Court Opinion

ID: 7364421
Source: CourtListenerOpinion
Date Created: 2022-07-27 23:50:12.405845+00
Date Added: 2024-06-11T16:20:43.314071
License: Public Domain

DENSON, J.
This action was brought on an account for goods, wares, and merchandise alleged to have been sold and delivered by plaintiff to the defendant. The proof shows that the goods consisted of three cabinet mantles, that they were purchased by one Keown, and delivered to him for the defendant. There is ample testimony in the record tending to show that defendant authorized Keown to purchase the mantels on her account; and for this reason the evidence showing that statements of the account were delivered to defendant, and that she received them through the United States mail and kept them, without making objection thereto, was entirely competent. — Rice v. Schloss, 90 Ala. 416, 7 South. 802. It makes no difference that the state ments were admitted before there was any evidence of the agency. This was irregular; but the subsequent introduction of such evidence saves the rulings of the court, in that respect, from reversible error.

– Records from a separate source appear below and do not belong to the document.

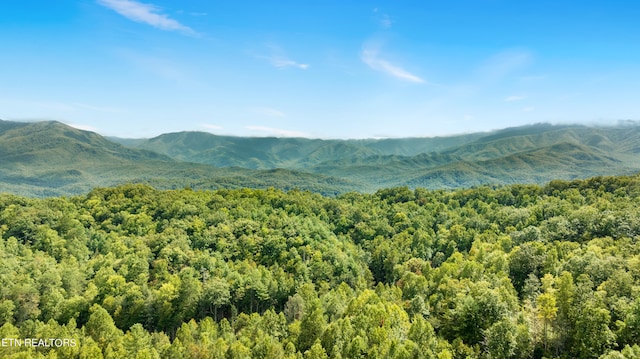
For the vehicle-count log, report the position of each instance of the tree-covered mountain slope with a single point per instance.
(50, 158)
(521, 271)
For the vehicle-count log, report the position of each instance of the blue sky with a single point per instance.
(322, 69)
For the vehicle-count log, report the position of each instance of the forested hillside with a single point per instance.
(521, 271)
(45, 159)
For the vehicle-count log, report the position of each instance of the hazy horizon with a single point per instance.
(137, 69)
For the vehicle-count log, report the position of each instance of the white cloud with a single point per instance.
(385, 21)
(278, 59)
(268, 111)
(514, 98)
(211, 127)
(505, 63)
(269, 131)
(370, 57)
(146, 13)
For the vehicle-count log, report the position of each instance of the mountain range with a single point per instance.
(50, 158)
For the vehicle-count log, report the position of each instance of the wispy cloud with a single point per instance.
(505, 63)
(146, 13)
(278, 59)
(158, 66)
(269, 131)
(514, 98)
(268, 111)
(370, 56)
(383, 19)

The evidence of agency being in, it was also competent to show what Keown said, at the time he purchased the mantels, in respect to the defendant’s having authorized him to make the purchase. For the same reason, coupled with the proof that the entries in the book referred to by witness Smith were original entries, it was competent to refer to such entries,' and even to offer. same as evidence.
*374The court properly limited the contract offered in evidence to the purpose of affecting the credibility of Keown’s testimony. The defendant’s testimony may conflict with that offered by the plaintiff on the question of Keown’s authority to purchase the goods, but this would only make that question one of fact to be determined by the court.
We do not find, after considering all the testimony, any error in the record prejudicial to defendant.
Affirmed.
Dowdell, O. J., and Simpson and Mayfield, JJ., concur.